Ruskin’s Café on the corner of Museum Street and Little Russell Street WC1 is a popular source of, among other meals, a good English breakfast. Imago Mundi, dealers in antique maps is no longer next door. The shop takes its name from the Babylonian Map of the World, the oldest such, residing in the British Museum around the corner. Are the couple in the foreground still together, I wonder?
I was intrigued by the collage of reflections in the windows of Konaki Greek Restaurant, a family run taverna in the parallel Coptic Street.
Here is an extract from the website of the Cock and Lion in Wigmore Street, W1:
‘The Cock and Lion is on Wigmore Street just two minutes walk from the world famous Oxford Strret. Yet as soon as you enter its premises the first thing you notice is the ambience – something money can’t buy. The warm and inviting atmosphere is so apparent that you cannot help but grin on entering – a “must” for anybody from the local, to the business associate to family diners.
We are also uniquely situated on one of Londons most historic sites. This area was settled in Roman times and the corner of Wigmore Street and Marylebone lane beside the old River Tyburn. The river flows south from Hampstead through Marylebone and crosses Oxford Street near the bottom of Marylebone Lane, on it’s way down to the Thames. At the point where the river crosses Oxford Street was the village of Tyburn notorious from the 14th to 17th century for it’s connection with gallows. Boswell and Dr. Johnson would have visited this area as we know from their writing. Many infamous heads have rolled at these gallows including highwaymen, common miscreants and thieves, courtiers and clergy.’

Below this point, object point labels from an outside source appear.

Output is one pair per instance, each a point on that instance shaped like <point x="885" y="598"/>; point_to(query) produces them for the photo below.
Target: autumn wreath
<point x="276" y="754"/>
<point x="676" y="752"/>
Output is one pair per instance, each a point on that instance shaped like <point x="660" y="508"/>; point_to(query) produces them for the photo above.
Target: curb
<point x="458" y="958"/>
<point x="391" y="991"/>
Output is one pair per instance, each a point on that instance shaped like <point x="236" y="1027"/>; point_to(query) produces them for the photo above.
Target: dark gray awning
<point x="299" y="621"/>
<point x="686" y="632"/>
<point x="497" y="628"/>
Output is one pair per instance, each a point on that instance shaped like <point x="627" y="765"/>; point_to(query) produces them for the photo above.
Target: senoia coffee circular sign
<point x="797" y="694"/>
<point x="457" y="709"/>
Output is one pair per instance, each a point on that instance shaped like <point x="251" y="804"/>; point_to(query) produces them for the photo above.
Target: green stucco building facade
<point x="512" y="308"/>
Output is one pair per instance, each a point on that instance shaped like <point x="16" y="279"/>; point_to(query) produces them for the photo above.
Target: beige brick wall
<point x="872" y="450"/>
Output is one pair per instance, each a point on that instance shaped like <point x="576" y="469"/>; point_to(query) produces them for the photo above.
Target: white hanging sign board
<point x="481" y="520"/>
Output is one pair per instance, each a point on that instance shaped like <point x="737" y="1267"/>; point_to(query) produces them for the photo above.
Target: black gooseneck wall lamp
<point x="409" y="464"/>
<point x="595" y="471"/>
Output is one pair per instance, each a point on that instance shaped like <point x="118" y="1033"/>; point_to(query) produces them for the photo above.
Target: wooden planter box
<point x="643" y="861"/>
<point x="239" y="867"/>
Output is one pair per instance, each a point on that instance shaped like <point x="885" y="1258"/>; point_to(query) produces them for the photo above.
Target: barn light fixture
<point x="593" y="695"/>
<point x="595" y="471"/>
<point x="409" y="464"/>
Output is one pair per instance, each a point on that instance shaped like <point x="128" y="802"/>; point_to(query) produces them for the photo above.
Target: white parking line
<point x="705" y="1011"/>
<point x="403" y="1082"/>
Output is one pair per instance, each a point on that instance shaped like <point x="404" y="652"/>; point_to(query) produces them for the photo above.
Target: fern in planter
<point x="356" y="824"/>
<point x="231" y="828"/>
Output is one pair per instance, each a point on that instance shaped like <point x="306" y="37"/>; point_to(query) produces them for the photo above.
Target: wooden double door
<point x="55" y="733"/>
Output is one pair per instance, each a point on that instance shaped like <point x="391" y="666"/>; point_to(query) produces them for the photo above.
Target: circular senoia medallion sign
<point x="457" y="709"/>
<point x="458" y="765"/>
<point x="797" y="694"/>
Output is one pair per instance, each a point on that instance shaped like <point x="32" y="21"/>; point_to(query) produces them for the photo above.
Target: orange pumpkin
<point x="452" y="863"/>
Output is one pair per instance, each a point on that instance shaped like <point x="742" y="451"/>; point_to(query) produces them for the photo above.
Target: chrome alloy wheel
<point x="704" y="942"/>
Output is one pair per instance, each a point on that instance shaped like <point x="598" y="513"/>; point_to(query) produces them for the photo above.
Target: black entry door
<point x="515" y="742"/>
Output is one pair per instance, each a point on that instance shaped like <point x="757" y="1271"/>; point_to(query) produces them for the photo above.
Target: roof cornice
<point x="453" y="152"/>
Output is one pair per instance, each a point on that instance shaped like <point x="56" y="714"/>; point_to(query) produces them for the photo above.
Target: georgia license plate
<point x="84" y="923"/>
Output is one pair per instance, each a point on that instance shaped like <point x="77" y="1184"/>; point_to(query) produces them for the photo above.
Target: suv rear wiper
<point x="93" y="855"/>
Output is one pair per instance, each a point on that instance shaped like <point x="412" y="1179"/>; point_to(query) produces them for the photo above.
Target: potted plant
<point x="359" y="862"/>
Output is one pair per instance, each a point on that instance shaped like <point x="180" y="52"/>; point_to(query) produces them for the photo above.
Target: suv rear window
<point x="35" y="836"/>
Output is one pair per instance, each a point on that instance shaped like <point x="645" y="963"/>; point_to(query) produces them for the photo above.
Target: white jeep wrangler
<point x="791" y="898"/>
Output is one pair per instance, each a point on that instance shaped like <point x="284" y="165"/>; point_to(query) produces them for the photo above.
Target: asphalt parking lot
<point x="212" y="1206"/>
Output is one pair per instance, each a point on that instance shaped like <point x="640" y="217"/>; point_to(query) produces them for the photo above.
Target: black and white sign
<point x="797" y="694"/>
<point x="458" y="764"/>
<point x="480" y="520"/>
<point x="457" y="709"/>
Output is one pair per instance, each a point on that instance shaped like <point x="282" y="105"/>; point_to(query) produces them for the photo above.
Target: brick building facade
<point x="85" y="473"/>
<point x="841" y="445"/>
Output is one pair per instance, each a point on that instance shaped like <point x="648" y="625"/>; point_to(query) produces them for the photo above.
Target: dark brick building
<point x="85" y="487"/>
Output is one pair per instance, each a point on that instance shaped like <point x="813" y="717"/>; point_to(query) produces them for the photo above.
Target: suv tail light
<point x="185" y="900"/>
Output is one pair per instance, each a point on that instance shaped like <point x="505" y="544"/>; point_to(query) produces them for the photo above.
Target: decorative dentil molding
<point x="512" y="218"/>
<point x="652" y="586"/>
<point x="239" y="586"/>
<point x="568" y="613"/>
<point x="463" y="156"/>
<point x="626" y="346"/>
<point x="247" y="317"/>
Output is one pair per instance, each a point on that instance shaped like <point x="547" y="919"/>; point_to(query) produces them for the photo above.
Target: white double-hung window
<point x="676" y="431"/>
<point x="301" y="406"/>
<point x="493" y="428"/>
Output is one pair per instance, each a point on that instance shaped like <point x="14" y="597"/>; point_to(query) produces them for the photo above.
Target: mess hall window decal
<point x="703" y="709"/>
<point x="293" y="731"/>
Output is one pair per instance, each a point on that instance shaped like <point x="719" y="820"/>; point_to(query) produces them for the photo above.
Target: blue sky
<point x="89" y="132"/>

According to https://www.hdwe.co.uk/about-marylebone-history.aspx ‘The Ossington Buildings estate, off Moxon Street, was built between 1888 and 1892 to house some of the area’s working class poor, who had previously lived at the same site in miserable slum dwellings.’ Kay and Company have a two bedroomed much modernised flat currently on their site advertised at £745 per week.
The rather new wall in Crinian Street N1, behind the hard-working gentleman sweltering on hardcore, has already been daubed upon.
Crumbles Castle free Adventure Playground must have been undergoing some construction work when I wandered past it, because it was barricaded off.
The UK HQ of the International WOSEM Christ Apostolic Church has its accommodation in what must once have been an Anglican place of worship in Gifford Street N7;
whereas another church in Offord Road N1 now sells paint. The Transco sign at bottom left would suggest there had been a suspected gas leak.
Roman Pizza apparently serves pizza in the Roman Way.
During all the years I walked past this abandoned property on the corner of St Clement’s Street N7 on my way to Parents for Children, I never saw any activity there. I wonder what it is like today?
Jackie answered this question the next morning by doing the Google Walk.
Back in WC1, what looks like a purple towel provides a touch of colour to the facade of a building in Mecklenburgh Square;
and the resident of a property in Ampton Street dries washing on the windowsill.
This evening we dined on seconds of Jackie’s superb beef pie, creamy mashed potato, and crunchy carrots, cauliflower and broccoli. Jackie drank Peroni and I finished the Malbec.